Este grave conflicto entre Cataluña y el resto del Estado es, sin duda, un conflicto de naturaleza política. Así lo han reconocido dos de los padres de la Constitución de 1978 —Miguel Herrero y Rodríguez de Miñón y Miquel Roca Junyent—, al afirmar que se trata de un problema político que solo puede resolverse en dicho ámbito, para buscar seguidamente su encaje jurídico-constitucional. Si se niega esta realidad, queriendo buscar soluciones solo normativas, ancladas en principios que se entienden inmutables (casi como las tablas de la ley del Sinaí), en vez de considerar los preceptos constitucionales como meros acuerdos históricos, fruto de la correlación de fuerzas existentes en un cierto momento político (Lassalle) y, por lo tanto, susceptibles de revisión y cambio, estaremos condenando el problema catalán (y también el vasco) al pudridero y, más pronto o más tarde, al estallido social. El conflicto entre legitimidad democrática, que se invoca desde los sectores independentistas de Cataluña, y legalidad constitucional, que se defiende desde el Gobierno central, tiene una fuerza explosiva que difícilmente se puede exagerar. La contienda está aquí y, pase lo que pase el día 1 de octubre, no va a desaparecer; al contrario, se va a recrudecer. Así están las cosas€

A la vista de la actual situación, creemos que es imprescindible —guste más o guste menos— que los ciudadanos catalanes voten en referéndum sobre su futuro político. Sin embargo, dicha votación no tiene por qué ser una consulta de separación o no de España (como fue la escocesa de 2014), pudiendo ser un referéndum para aprobar un nuevo Estatuto de Autonomía que reconozca todas aquellas reivindicaciones catalanas que puedan incluirse en una generosa Constitución federal, incluso un concierto fiscal similar al vasco o al navarro.

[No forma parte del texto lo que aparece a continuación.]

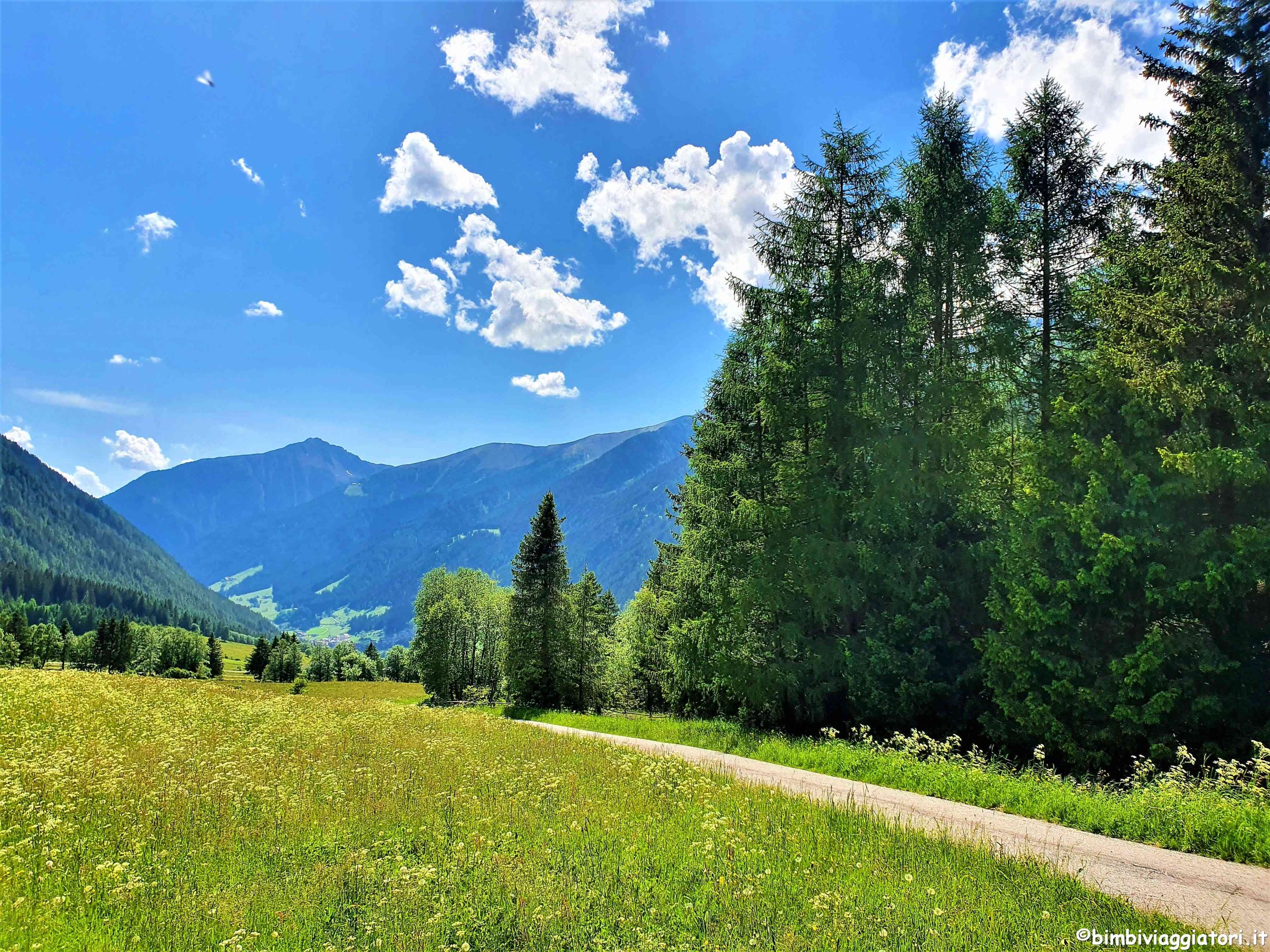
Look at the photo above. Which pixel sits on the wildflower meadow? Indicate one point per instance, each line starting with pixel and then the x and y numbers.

No nos olvidamos, sin embargo, que muchos políticos y comentaristas tienen verdadera alergia (y, al parecer, también temor) a que los catalanes puedan expresar libre y cuantitativamente sus preferencias sobre su modelo territorial. Así, en relación con la consulta absolutamente descafeinada e inofensiva del 9 de noviembre de 2014, una desafiante Victoria Prego recordaba que "el Estado todavía no se ha hecho definitivamente presente en este conflicto, pero son muchos sus poderes e infinita su fuerza, no se olvide". Y, en la misma línea, la entonces líder de Unión Progreso y Democracia, Rosa Díez, pidió la máxima firmeza al presidente del Gobierno, de modo que, si Cataluña da un paso más en esta dirección (esto es, en el proceso de autodeterminación), se aplique el artículo 155 CE y se suspenda la autonomía en este territorio. Sin embargo, ante tanta llamada al Gobierno del Estado para que no le tiemble el pulso para "poner orden" en Cataluña y "meter en vereda" a los independentistas, no nos resistimos a recordar la sabia advertencia de Napoleón Bonaparte sobre las bayonetas: sirven para todo, menos para sentarse sobre ellas.